Show that any almost complex structure is induced by at most one complex structure.
Suppose $X$ is a complex manifold of dimension $n$ and $M$ is the underlying $2n$ dimensional real manifold.
If $J_1$ and $J_2$ are two almost complex structures induced by the same complex structure on $X$ I would want to show that $J_1 = J_2$.
I know that any almost complex structure induced by an complex structure is integrable so for both $J_1$ and $J_2$ we have that the Nijenhuis tensor $$N(X,Y)=[X,Y]+J([JX,Y] + [X,JY]) - [JX,JY]$$ vanishes. I'm wondering on whether this is enough to conclude that $J_1=J_2$?
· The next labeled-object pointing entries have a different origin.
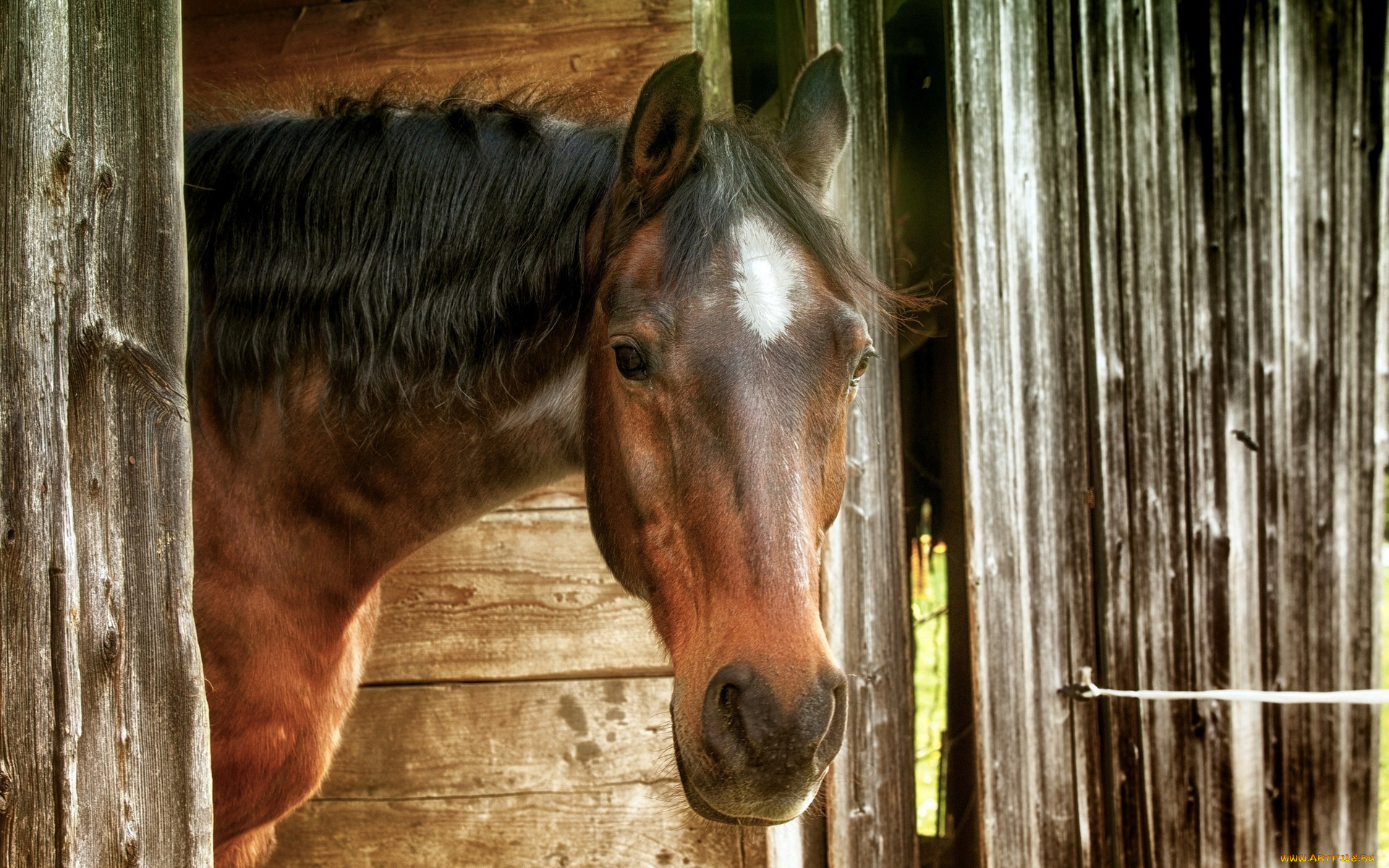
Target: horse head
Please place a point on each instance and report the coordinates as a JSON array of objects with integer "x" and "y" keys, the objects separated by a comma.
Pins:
[{"x": 726, "y": 346}]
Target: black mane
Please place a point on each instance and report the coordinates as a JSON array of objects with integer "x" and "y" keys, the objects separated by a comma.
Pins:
[{"x": 415, "y": 250}]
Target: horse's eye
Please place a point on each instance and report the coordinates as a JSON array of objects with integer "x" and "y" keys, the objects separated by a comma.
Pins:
[
  {"x": 629, "y": 362},
  {"x": 860, "y": 370},
  {"x": 863, "y": 365}
]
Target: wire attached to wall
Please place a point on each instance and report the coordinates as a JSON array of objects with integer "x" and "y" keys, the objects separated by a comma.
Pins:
[{"x": 1085, "y": 689}]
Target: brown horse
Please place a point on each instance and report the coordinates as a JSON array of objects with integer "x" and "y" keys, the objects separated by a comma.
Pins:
[{"x": 404, "y": 315}]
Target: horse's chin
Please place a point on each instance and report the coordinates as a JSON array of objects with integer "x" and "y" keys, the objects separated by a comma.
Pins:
[{"x": 709, "y": 812}]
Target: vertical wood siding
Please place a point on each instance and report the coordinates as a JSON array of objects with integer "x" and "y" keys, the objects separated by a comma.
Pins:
[
  {"x": 103, "y": 727},
  {"x": 1170, "y": 239},
  {"x": 871, "y": 793}
]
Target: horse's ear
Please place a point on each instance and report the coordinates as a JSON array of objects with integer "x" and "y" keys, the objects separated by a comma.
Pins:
[
  {"x": 664, "y": 132},
  {"x": 817, "y": 122}
]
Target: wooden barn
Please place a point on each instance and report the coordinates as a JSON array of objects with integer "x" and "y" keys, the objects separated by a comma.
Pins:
[{"x": 1149, "y": 417}]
To address the problem in the title, rather than the problem you set up in the subsequent text: let $\mathcal{X}_1$ and $\mathcal{X}_2$ denote two complex structures on an underlying manifold $X$. There are corresponding bundle maps $J_1,J_2:TX\to TX$. Suppose that $J_1=J_2$, or (more generally) that $f^*J_1=J_2$ for some diffeomorphism $f:X\to X$. Then we must show that $\mathcal{X}_1\cong\mathcal{X}_2$, as complex manifolds. This amounts to checking that $f$ (which in the simplest case is $f=\text{id}$) is a biholomorphism. Now prove the following:
Lemma. Let $f:\mathcal{X}\to\mathcal{Y}$ be a smooth map between complex manifolds with induced almost complex structures $J_X$ and $J_Y$. Then $f$ is holomorphic if and only if $df\circ J_X=J_Y\circ df$.
Using the lemma, you can now show that the assumption that $f^*J_1=J_2$ implies that $f$ must be a biholomorphism, and therefore $\mathcal{X}_1\cong\mathcal{X}_2$.